Nobody who has ever had cancer, that's for sure. Or who has loved someone who had cancer. Or lost someone to cancer.

Today I found out that a friend who has been incredibly successful at surviving longer than medicine  originally predicted he would may not be with us much longer...

I don't know why some of us get cancer and some do not, or why some who get cancer get to have a "curable" cancer and others do not. Or why good people die and bad people don't, or some people with children and grandchildren to love and watch grow die, and some do not.  I have lost a beloved mentor to the same cancer I had, I have lost friends to the same cancer I had, and I don't know why I was able to survive it and they were not.

Everyone diagnosed with cancer, any cancer, is given their odds - odds of a cure, odds of survival, odds of recurrence.  Odds. Statistics. Numbers. Numbers that may mean something, or may not. And you have a choice, fight the odds or believe that they dictate your future. Statistics may not reflect individual experience. Unless they do.

After my first biopsy in 2002, I was given excellent odds - very small chance that the atypical tissue they found would be breast cancer. Except that it was. Early stage, DCIS, but there it was. Once you have DCIS, you are at risk of getting it again. But not necessarily of getting invasive cancer. Unless you do. Which I did in 2007. Again, the odds of getting it were lower than the odds of not getting it, but the odds betrayed me.  Now, I live with incredibly small odds of recurrence, and because I did everything I could to lower even those small odds, according to the medical understanding at the time, I work at training my brain not to worry about it.

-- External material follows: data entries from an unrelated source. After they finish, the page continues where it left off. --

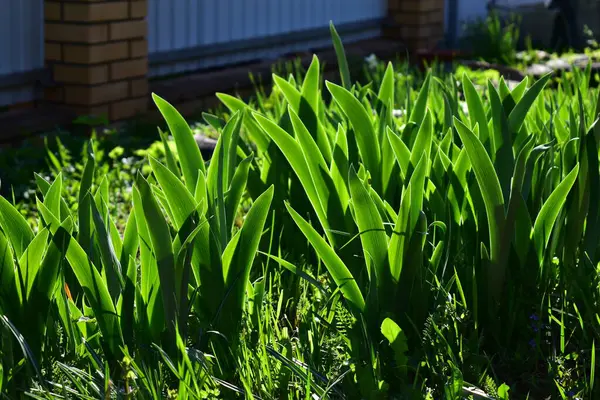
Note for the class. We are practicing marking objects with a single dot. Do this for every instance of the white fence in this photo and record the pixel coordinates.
(186, 35)
(21, 49)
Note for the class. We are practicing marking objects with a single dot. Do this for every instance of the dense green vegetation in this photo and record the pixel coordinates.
(418, 236)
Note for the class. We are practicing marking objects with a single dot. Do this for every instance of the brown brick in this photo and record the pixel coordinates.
(93, 95)
(128, 69)
(96, 53)
(138, 48)
(76, 33)
(95, 12)
(127, 30)
(139, 87)
(83, 75)
(52, 11)
(138, 8)
(128, 108)
(95, 111)
(52, 51)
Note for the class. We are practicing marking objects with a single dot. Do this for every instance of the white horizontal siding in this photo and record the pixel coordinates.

I think most of us, when first diagnosed, feel hopeless. Maybe we believe the odds are too great. Maybe we consider the treatment too frightening. The future in front of us is suddenly uncertain, or we are just painfully aware of how uncertain the future really is. What if we can't beat it? What if we can? What if it comes back? What if it doesn't?

When my friend was first diagnosed, he almost didn't fight because he was told his odds of survival, even with treatment, were incredibly low. But then he decided to fight, for his kids, for his wife, for their future. Treatment made him so sick, he almost gave up. But then he didn't. And after months of chemo and radiation, he bought himself years of survival that the statistics said he would not have.

Some of us beat it, and some of us don't. There is no way to know which we will be. And beating it once doesn't mean it won't come back or that you will beat it again if it does. Some people who develop late stage or metastatic disease can enjoy long periods of remission after treatment, but not everyone. And nobody seems to be able to predict who will fall into which group.

For the patients and their loved one, this uncertainty can be unbearable. Or you find a way to bear it.

And then some other damn thing like an infection finds it's way in to your body because of the treatment that has been keeping you alive. And there it is. Suddenly you are losing the fight, and it's the fighting that makes you lose. You can follow all medical advice, and take every possible precaution, and there's nothing you can do to predict if or how it will happen. It ambushes you, it ambushes your family. All are powerless in the face of it. No matter how brave you are, or how determined, or how loved, or how worthy. Even knowing  this a disease that can kill you, there is no way to really be prepared for losing the fight. It's maddening, maddening and heartbreaking. 

It is heartbreaking knowing that the world is going to lose someone who is a good person, who has children and (soon) grandchildren to love and watch grow up, who has fought bravely and beaten horrible odds to live this long.  Heartbreaking and infuriating.  And unfair.